On one of the media that has had the issues, culd you run:

bpmedialist -mcontents -m <media id>

And post up the output

Nicolai
Moderator
Moderator
Partner    VIP   

Hi @TsAdmin

"We put all drive and the media server and master server into one zone. "

Don't - this has cause major problems at my site back in time. Each tape drive and HBA should be one zone. A HBA can be a member of multiple zones. If all drives are in one zone,  a SCSI bus reset  (or FC LIP) on one tape drive  will propergate to all the drives in same zone (this may be the "external event"). By zoning server HBA and each tape drive in seperate zones , a SCSI bus reset will be contained within that zone, only affecting the drive itself.

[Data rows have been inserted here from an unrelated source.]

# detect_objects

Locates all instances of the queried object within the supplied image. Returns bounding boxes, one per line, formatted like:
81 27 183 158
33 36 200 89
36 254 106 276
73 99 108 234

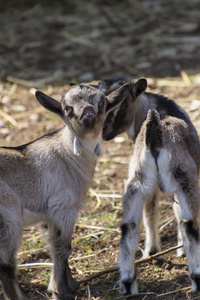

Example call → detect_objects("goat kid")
0 84 129 300
99 78 200 294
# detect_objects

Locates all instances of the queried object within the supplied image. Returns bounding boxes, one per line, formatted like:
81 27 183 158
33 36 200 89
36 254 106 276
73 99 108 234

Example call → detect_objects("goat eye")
99 101 104 109
65 105 72 111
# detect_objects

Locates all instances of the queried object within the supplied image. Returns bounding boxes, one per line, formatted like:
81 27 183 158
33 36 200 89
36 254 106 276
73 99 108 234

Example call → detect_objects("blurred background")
0 0 200 86
0 0 200 300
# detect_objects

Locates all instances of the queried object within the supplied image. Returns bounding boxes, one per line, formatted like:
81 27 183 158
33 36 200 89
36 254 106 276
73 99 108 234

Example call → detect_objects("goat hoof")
119 280 138 295
51 293 75 300
69 278 80 291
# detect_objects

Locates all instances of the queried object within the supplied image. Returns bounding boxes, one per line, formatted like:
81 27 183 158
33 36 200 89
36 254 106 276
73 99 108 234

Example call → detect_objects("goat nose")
83 105 96 117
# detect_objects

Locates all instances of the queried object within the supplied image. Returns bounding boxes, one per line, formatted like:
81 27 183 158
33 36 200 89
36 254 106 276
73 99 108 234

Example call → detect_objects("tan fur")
0 84 129 300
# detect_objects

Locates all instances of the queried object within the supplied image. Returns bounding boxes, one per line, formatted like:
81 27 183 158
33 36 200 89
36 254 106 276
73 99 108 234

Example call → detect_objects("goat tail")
145 109 163 160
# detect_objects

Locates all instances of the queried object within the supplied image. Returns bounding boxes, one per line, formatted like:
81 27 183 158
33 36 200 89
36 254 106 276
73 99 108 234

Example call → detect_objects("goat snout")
80 105 96 127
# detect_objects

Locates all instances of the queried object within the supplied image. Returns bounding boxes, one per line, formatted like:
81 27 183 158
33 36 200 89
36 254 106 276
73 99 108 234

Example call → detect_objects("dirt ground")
0 0 200 300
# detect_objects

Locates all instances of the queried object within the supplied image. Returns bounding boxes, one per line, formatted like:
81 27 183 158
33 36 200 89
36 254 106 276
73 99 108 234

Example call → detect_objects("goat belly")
23 209 47 226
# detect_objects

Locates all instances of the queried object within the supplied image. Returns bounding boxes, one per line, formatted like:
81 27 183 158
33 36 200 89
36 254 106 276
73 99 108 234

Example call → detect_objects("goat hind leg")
143 190 160 258
119 185 144 295
177 188 200 291
173 195 185 257
48 221 79 300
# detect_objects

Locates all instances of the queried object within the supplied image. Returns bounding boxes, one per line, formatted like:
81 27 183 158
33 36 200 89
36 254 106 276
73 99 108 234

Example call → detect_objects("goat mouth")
80 105 96 119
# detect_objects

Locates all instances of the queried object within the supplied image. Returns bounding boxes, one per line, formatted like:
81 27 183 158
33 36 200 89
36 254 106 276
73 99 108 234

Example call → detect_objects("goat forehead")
62 85 104 105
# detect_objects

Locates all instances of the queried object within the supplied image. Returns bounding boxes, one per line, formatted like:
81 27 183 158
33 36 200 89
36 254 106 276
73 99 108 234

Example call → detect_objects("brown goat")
0 84 129 300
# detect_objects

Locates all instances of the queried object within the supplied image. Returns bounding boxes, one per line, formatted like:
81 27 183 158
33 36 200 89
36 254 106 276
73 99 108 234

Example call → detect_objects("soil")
0 0 200 300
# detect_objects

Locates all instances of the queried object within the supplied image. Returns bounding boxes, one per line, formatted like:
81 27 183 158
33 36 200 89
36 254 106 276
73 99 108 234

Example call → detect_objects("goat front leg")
48 218 79 300
0 191 28 300
119 185 144 295
143 190 160 258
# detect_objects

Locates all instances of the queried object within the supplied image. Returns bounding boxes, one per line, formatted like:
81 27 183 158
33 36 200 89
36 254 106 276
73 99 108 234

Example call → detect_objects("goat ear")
131 78 147 99
106 83 130 113
35 91 63 119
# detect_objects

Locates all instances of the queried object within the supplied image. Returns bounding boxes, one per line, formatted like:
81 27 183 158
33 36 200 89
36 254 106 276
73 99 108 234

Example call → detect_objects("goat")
101 78 200 294
0 84 129 300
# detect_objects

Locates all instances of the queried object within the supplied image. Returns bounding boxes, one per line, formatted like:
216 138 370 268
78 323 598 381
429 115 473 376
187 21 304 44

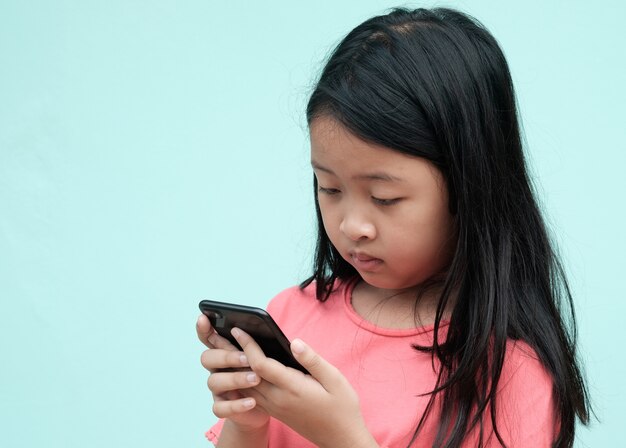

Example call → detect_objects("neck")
352 280 452 329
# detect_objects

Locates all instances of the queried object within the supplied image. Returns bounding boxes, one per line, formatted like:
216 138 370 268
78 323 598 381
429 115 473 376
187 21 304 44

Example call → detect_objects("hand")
232 328 378 448
196 314 269 432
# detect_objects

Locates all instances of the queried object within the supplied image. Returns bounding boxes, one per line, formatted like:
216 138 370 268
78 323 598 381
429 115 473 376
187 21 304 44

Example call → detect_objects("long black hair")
300 8 591 447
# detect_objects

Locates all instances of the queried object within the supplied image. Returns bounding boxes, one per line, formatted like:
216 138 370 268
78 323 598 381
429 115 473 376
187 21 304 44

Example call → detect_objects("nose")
339 211 376 241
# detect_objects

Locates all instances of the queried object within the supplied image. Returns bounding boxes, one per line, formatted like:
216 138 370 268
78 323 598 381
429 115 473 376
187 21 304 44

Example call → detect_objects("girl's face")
310 116 456 289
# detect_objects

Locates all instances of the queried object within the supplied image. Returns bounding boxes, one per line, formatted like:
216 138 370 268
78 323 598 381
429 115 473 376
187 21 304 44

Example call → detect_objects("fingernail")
291 339 306 353
246 373 257 383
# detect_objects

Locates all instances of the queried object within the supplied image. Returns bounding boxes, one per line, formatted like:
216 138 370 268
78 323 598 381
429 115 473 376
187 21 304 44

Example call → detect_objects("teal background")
0 0 626 448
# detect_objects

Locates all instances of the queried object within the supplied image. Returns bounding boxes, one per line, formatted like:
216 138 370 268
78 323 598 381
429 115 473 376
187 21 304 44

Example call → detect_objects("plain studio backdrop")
0 0 626 448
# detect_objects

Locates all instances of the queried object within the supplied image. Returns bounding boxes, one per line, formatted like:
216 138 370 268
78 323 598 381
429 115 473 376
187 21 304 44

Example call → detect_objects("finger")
213 397 256 418
207 371 261 395
200 348 250 372
291 339 346 392
196 314 239 350
232 328 304 386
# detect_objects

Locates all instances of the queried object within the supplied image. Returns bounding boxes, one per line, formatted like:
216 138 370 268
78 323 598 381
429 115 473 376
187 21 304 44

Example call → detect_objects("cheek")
318 200 339 240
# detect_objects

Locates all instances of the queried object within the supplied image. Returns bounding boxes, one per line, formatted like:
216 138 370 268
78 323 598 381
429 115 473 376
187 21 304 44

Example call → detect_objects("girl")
197 9 590 448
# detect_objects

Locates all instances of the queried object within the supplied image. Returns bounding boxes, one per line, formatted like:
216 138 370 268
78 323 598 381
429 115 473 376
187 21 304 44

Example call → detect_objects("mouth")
350 252 383 271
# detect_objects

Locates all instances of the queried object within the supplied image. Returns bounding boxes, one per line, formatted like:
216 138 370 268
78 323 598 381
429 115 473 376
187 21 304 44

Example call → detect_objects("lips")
350 252 383 271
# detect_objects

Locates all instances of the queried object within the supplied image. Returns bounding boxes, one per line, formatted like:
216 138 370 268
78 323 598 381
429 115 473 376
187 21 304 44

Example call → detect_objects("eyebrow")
311 161 404 182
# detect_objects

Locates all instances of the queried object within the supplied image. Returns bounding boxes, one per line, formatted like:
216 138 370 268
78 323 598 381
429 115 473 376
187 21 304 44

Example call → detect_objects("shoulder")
486 340 557 447
267 281 349 331
498 340 553 392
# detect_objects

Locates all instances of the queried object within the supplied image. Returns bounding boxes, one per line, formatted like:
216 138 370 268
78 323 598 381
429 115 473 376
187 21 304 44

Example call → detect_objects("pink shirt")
206 282 556 448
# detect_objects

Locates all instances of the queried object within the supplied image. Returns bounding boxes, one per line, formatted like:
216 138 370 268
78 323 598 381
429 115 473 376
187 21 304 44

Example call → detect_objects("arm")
233 329 378 448
217 419 268 448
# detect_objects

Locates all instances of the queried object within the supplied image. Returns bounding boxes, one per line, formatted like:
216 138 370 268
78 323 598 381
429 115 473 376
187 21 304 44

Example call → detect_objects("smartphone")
199 300 309 374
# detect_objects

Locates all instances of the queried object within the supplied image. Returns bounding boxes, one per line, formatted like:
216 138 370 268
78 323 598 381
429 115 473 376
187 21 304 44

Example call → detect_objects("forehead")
310 116 440 179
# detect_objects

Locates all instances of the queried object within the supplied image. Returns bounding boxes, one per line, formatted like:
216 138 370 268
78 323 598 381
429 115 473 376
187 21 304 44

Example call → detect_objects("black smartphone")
199 300 309 374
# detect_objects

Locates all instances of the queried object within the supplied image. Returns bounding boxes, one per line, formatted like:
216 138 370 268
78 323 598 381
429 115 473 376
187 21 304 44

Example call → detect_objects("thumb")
291 339 347 391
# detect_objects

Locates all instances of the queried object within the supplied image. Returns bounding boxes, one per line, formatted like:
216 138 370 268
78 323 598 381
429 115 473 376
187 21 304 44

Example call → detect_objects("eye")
372 196 402 206
317 187 341 196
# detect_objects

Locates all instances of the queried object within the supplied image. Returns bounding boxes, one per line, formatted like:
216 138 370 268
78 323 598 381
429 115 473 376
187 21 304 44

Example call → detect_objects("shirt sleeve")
204 419 224 446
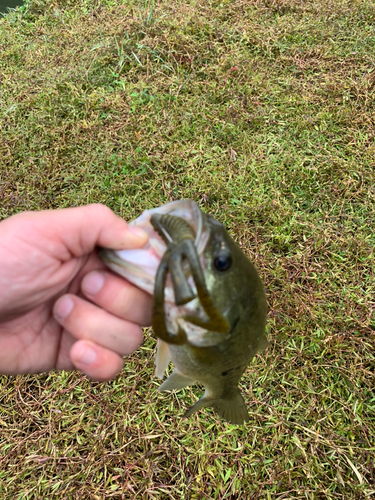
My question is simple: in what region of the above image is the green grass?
[0,0,375,500]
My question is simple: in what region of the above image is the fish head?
[99,200,266,347]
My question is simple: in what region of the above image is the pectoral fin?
[158,368,195,391]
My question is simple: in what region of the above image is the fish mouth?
[99,200,231,346]
[98,200,209,303]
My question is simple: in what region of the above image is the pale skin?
[0,204,152,381]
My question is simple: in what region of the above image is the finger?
[9,203,148,261]
[81,270,152,326]
[70,340,124,382]
[53,294,143,356]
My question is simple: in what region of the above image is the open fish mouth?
[99,200,231,347]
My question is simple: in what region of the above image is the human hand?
[0,205,151,380]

Please consider to implement the zoning suggestion above.

Best Regards

Nicolai

 

hi @mph999

here are the output from the command:-

media id = H019L7, allocated 01/22/2018 12:39, retention level = 1, Media on Hold = 0

File number 1
Backup id = dbsvr01_1516595950
Creation date = 01/22/2018 12:39
Expiration date = 02/05/2018 12:39
Retention level = 1
Copy number = 1
Fragment number = 1
Block size (in bytes) = 65536

File number 2
Backup id = dbsvr01_1516595950
Creation date = 01/22/2018 12:39
Expiration date = 02/05/2018 12:39
Retention level = 1
Copy number = 1
Fragment number = 2
Block size (in bytes) = 65536

File number 3
Backup id = dbsvr01_1516595950
Creation date = 01/22/2018 12:39
Expiration date = 02/05/2018 12:39
Retention level = 1
Copy number = 1
Fragment number = 3
Block size (in bytes) = 65536

File number 4
Backup id = dbsvr01_1516595950
Creation date = 01/22/2018 12:39
Expiration date = 02/05/2018 12:39
Retention level = 1
Copy number = 1
Fragment number = 4
Block size (in bytes) = 65536

File number 5
Backup id = dbsvr01_1516643458
Creation date = 01/23/2018 01:50
Expiration date = 02/06/2018 01:50
Retention level = 1
Copy number = 1
Fragment number = 1
Block size (in bytes) = 65536

File number 6
Backup id = dbsvr01_1516643458
Creation date = 01/23/2018 01:50
Expiration date = 02/06/2018 01:50
Retention level = 1
Copy number = 1
Fragment number = 2

mph999
Level 6
Employee Accredited

OK, thanks, so we know that there wasn't a real scsi_rewind, else there would be no header and mcontents would have failed.

Any luck finding any position check messages in the logs ?

Marianne
Moderator
Moderator
Partner    VIP    Accredited Certified
@TsAdmin

Please consider @mph999's advice regarding scsi reservation : 'use the same scsi reservation type. I would suggest using Persistent over spc2',
and @Nicolai's advice regarding zoning.